Prove peicewise function is or is not onto.

[teroenza]

Homework Statement

I am told to prove or disprove whether the following function is 1:1 and onto.

f(x)= x if x is rational
x^2 if x is not rational

The Domain and Range are both given as [0,1]

I have provided a counter example to show it is not 1:1. x=1/2 and sqrt(0.5) both map to 0.5.

I am stuck on onto. If I am to disprove it being onto, I need to find/show
there is a b in the range
such that there is no a in the range
for which (a,b) is an element of f(a). I am confused as to where to begin to formulate this.

 

[glb_lub]

I am stuck on onto. If I am to disprove it being onto, I need to find/show
there is a b in the range
such that there is no a in the range
for which (a,b) is an element of f(a). I am confused as to where to begin to formulate this.

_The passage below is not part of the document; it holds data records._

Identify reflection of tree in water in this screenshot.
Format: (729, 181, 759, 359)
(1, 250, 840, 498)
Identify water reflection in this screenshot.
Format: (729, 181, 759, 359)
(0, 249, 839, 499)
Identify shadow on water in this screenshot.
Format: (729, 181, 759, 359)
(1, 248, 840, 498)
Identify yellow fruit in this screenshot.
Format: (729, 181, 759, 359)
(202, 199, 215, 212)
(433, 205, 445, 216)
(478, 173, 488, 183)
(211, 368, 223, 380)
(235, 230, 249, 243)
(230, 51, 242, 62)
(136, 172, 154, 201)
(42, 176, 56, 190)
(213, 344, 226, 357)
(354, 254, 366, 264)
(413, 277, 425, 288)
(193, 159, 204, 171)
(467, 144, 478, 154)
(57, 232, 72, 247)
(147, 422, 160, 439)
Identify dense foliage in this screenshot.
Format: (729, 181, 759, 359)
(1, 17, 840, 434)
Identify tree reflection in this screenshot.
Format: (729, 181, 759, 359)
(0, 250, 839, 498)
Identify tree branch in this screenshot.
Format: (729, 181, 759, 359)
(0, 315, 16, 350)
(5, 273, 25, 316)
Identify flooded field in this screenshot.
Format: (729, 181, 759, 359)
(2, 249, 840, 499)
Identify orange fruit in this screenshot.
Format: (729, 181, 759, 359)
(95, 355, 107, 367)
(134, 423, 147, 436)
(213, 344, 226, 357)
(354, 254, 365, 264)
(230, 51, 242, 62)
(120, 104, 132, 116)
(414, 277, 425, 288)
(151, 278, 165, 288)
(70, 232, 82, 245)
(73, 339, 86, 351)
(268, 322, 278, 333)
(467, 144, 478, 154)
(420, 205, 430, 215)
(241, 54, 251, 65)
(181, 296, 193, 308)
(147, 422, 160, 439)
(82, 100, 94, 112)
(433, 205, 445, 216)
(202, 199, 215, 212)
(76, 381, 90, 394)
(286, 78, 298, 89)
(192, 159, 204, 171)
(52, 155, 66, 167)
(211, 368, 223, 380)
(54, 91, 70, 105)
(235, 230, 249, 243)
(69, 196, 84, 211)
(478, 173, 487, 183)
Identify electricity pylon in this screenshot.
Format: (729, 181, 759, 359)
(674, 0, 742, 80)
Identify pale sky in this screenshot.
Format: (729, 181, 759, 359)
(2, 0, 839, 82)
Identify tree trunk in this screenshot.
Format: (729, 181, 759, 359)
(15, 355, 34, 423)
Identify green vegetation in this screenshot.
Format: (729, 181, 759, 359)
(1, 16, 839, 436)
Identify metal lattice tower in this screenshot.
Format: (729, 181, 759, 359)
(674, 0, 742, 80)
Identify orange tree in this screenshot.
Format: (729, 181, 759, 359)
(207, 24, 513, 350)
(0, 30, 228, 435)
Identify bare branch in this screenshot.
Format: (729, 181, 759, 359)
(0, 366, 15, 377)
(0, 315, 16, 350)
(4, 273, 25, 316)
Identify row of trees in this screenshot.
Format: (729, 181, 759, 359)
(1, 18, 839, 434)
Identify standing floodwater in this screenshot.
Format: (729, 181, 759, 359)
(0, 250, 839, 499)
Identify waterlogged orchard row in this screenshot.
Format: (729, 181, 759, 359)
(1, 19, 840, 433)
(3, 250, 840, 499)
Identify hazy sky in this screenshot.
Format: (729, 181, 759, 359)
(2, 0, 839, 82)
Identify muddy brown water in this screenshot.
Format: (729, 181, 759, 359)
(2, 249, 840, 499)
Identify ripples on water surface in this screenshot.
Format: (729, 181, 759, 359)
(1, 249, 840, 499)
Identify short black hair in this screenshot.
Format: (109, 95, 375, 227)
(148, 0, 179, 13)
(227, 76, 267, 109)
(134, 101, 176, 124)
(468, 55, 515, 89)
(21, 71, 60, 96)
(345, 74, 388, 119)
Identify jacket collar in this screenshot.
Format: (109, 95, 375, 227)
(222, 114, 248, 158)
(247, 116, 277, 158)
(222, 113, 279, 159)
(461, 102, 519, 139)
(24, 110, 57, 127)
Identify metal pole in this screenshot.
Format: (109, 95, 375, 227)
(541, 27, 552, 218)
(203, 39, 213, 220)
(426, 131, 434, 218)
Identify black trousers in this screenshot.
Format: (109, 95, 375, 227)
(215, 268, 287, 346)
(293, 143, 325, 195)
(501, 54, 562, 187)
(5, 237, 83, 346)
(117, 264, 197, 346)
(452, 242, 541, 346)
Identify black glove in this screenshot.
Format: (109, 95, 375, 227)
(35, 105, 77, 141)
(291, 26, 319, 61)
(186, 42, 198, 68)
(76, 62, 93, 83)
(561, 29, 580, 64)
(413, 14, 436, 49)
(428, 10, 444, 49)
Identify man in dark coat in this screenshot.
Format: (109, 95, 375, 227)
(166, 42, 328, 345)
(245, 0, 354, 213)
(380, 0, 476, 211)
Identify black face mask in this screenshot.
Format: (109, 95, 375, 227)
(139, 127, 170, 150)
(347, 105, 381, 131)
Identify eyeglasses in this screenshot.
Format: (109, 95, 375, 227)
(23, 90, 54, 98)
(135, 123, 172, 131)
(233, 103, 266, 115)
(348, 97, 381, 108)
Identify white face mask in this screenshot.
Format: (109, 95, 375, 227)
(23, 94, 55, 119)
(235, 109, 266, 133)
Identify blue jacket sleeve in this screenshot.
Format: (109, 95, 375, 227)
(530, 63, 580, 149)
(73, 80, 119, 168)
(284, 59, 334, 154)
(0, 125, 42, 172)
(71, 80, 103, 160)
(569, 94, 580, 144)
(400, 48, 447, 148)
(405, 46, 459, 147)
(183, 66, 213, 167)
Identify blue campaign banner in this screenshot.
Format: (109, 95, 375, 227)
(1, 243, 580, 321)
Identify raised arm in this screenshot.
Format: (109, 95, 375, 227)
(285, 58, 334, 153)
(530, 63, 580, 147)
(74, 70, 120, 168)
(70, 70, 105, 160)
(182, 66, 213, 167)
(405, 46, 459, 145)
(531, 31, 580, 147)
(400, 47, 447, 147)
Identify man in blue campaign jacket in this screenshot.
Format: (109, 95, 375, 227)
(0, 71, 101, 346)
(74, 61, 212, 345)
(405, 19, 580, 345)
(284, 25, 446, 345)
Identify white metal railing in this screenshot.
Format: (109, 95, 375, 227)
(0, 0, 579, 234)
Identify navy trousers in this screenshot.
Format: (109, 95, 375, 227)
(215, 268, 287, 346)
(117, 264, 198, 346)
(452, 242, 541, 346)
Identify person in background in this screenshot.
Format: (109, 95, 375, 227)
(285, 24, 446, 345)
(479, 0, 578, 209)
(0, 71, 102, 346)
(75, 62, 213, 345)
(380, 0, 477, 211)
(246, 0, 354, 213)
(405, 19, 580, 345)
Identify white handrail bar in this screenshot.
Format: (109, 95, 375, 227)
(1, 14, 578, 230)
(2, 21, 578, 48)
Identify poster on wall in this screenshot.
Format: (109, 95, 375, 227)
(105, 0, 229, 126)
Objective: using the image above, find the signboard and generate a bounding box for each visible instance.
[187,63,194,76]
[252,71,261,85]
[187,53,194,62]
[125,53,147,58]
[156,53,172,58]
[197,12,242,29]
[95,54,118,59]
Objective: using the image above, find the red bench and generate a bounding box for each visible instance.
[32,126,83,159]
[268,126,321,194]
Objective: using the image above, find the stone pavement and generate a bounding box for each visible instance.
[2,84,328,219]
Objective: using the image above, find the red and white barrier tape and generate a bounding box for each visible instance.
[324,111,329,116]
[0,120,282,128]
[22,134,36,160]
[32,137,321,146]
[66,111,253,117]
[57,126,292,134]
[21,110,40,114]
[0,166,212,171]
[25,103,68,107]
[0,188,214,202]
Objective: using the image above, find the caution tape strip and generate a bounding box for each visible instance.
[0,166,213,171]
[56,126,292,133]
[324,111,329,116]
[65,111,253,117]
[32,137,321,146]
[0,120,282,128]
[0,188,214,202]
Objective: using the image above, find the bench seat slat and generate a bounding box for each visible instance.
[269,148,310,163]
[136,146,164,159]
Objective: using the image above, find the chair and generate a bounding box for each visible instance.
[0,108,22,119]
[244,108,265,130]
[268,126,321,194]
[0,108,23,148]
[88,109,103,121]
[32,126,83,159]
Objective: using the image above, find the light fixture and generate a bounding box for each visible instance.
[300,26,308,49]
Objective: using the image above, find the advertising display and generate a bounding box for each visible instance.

Why are you trying to disprove it , when you can prove it.
Take any 'b' in the co-domain and show that there is an 'a' in the domain such that f(a) = b.By the way this thread does not belong to the Advanced Physics sub-forum. You should have posted it here - https://www.physicsforums.com/forumdisplay.php?f=156 , i.e in the Calculus and Beyond forum.

 

[teroenza]

Thank you.

Apologies for the mislabeling.